Estoy sentado al borde del andén
y contemplo el mar. El cielo está despejado y las olas apenas se insinúan,
tímidas y huidizas. Llegan, acarician la arena y retroceden. La brisa trae ese
olor inconfundible a salitre, a pescado…nunca he sabido describirlo, tan sólo
sé que, cuando estoy alejado de la costa, alejado de mi pueblo del
Mediterráneo, lo añoro y que su ausencia me pesa.

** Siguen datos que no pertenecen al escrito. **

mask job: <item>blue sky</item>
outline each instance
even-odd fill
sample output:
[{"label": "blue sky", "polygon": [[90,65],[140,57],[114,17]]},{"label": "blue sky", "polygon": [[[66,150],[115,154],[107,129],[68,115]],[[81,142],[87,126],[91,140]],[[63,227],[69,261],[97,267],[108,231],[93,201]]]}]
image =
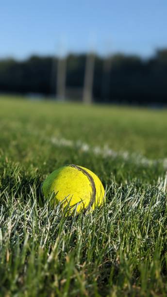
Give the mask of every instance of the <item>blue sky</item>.
[{"label": "blue sky", "polygon": [[167,47],[167,0],[1,0],[0,58]]}]

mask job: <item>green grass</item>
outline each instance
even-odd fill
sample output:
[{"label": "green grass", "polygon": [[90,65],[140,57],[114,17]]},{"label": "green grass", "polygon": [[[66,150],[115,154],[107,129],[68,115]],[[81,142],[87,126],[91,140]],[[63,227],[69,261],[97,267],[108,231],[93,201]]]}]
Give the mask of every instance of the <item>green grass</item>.
[{"label": "green grass", "polygon": [[[167,294],[167,111],[0,98],[0,295]],[[68,217],[38,202],[75,164],[106,202]]]}]

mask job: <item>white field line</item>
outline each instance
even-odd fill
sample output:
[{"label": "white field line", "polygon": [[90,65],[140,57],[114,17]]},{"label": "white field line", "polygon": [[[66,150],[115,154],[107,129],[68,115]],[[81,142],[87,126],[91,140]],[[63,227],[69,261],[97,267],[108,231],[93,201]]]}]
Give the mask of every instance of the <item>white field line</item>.
[{"label": "white field line", "polygon": [[111,157],[115,159],[121,157],[124,161],[132,162],[138,165],[149,166],[162,164],[164,169],[167,170],[167,158],[164,159],[150,159],[135,153],[130,153],[128,151],[117,152],[109,148],[107,145],[103,148],[99,146],[92,147],[81,140],[74,141],[70,139],[52,137],[50,139],[51,143],[58,147],[73,148],[74,149],[80,149],[83,152],[92,152],[96,155],[100,155],[104,158]]}]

Hay dos trenes detenidos en la
estación. La gente se apiña y algunos han sacado sus móviles y hacen fotos a
algo que hay entre las vías, fotos que, con toda seguridad, subirán a las redes
sociales en cuestión de segundos.
La curiosidad me incita a acercarme
hasta allí. Me incorporo, me mezclo con el grupo y me codeo con un hombre con
la ropa sucia de pintura y una mochila al hombro. Unas señoras ancianas hablan
entre ellas señalando el lugar. Una de ellas se santigua. Me codeo con varios
estudiantes que sostienen carpetas de la universidad bajo el brazo mientras
toman instantáneas sin pestañear. Y allí está, un cuerpo ensangrentado,
mutilado entre los raíles. Un amasijo de carne y ropa desgarrada. Un brazo ha
quedado unos metros más allá. El rostro
está desfigurado. Estupor y asco. Si no me alejo de allí, vomitaré.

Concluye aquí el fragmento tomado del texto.